The modules involved in the embodiments of the present invention may be implemented in software or in hardware. The described modules may also be provided in a processor, for example, a processor may be described as including a feature determination module, a vector processing module, and a feature selection module. The names of these modules do not in some way constitute a limitation on the module itself, for example, a vector processing module may also be described as "a module that processes a sample vector to obtain an importance score vector".

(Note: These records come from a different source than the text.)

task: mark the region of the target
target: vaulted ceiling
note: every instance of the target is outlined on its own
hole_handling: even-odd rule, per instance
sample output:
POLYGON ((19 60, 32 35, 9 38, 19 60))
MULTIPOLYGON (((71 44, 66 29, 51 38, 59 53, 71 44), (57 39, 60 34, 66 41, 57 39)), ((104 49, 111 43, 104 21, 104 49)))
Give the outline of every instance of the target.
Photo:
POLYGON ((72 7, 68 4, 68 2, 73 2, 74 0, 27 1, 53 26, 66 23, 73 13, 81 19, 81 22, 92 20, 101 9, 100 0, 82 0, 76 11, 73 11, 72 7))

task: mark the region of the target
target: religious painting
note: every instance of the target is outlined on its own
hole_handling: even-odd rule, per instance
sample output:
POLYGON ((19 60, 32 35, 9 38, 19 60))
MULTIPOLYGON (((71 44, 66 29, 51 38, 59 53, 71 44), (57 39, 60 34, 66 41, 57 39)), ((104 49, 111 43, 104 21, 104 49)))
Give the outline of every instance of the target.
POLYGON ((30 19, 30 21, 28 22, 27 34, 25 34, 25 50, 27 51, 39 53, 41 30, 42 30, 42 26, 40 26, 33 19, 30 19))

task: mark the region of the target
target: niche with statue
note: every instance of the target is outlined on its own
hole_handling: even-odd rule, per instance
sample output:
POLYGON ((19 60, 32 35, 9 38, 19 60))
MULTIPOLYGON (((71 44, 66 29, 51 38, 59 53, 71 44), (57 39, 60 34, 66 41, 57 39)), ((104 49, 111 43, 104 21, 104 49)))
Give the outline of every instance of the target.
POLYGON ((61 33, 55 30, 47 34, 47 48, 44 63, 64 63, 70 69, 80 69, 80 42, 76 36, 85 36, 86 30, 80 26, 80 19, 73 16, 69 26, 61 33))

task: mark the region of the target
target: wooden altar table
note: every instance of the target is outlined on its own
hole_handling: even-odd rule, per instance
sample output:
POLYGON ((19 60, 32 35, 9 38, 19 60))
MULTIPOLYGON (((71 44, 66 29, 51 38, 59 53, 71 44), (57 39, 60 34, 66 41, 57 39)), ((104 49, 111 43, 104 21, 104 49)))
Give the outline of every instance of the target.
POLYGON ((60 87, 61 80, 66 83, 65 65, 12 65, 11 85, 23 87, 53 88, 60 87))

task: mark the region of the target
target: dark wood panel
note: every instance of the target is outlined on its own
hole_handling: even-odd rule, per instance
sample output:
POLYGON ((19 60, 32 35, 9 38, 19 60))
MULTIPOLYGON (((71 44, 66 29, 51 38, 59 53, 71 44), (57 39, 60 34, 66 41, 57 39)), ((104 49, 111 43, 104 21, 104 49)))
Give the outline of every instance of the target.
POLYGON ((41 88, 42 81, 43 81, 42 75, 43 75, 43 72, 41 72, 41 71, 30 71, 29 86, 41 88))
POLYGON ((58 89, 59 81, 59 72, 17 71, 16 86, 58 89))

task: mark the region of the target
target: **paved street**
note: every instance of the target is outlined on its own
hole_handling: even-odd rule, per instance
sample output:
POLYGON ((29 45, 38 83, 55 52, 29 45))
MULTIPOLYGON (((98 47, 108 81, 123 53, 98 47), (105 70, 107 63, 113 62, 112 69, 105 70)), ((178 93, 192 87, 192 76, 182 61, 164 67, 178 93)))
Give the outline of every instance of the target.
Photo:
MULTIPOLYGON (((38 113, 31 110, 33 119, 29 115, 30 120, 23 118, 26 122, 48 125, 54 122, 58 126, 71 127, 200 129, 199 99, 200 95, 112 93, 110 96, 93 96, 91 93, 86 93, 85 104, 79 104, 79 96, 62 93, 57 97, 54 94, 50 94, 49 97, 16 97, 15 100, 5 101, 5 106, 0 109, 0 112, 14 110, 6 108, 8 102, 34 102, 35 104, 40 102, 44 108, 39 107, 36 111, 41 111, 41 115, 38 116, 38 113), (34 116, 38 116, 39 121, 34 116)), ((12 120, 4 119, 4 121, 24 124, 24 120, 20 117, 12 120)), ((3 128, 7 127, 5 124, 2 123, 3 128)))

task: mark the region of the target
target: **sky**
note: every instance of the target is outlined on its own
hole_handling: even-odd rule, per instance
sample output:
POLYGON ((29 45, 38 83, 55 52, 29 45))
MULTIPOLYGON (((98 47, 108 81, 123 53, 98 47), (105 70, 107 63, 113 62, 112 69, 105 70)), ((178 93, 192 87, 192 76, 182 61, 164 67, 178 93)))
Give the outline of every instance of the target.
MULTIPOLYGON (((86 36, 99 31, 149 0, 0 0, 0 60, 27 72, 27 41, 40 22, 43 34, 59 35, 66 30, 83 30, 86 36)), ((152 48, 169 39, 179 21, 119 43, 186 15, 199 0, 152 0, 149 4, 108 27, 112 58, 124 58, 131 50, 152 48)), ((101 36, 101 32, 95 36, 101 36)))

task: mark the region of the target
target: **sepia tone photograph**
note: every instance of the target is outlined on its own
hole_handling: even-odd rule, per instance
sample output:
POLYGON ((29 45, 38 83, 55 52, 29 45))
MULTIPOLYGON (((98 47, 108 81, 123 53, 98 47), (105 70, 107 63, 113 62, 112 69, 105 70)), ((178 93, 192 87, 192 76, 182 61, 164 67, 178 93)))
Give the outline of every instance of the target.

As a further aspect, the invention also provides a computer readable medium which may be comprised in the device described in the above embodiments or may be present alone without being fitted into the device. The computer readable medium carries one or more programs which, when executed by a device, cause the device to include:
Determining the characteristics in each sample, and constructing a sample vector based on the values of all the characteristics in each sample, wherein the samples are at least one of image, text and voice data;
Processing the sample vector by using a sparse feature selection algorithm with the minimum global redundancy to obtain an importance score vector, wherein the importance score vector comprises importance scores of all features;
and extracting a preset number of features with the maximum importance scores from the importance scores of the features as selected target features.
According to the technical scheme of the embodiment of the invention, a sparse feature selection algorithm with global redundancy minimization is provided to carry out redundancy correction on features based on redundancy matrix etching, and feature selection and feature redundancy minimization are simultaneously optimized and solved.
The above embodiments do not limit the scope of the present invention. It will be apparent to those skilled in the art that various modifications, combinations, sub-combinations and alternatives can occur depending upon design requirements and other factors. Any modifications, equivalent substitutions and improvements made within the spirit and principles of the present invention should be included in the scope of the present invention.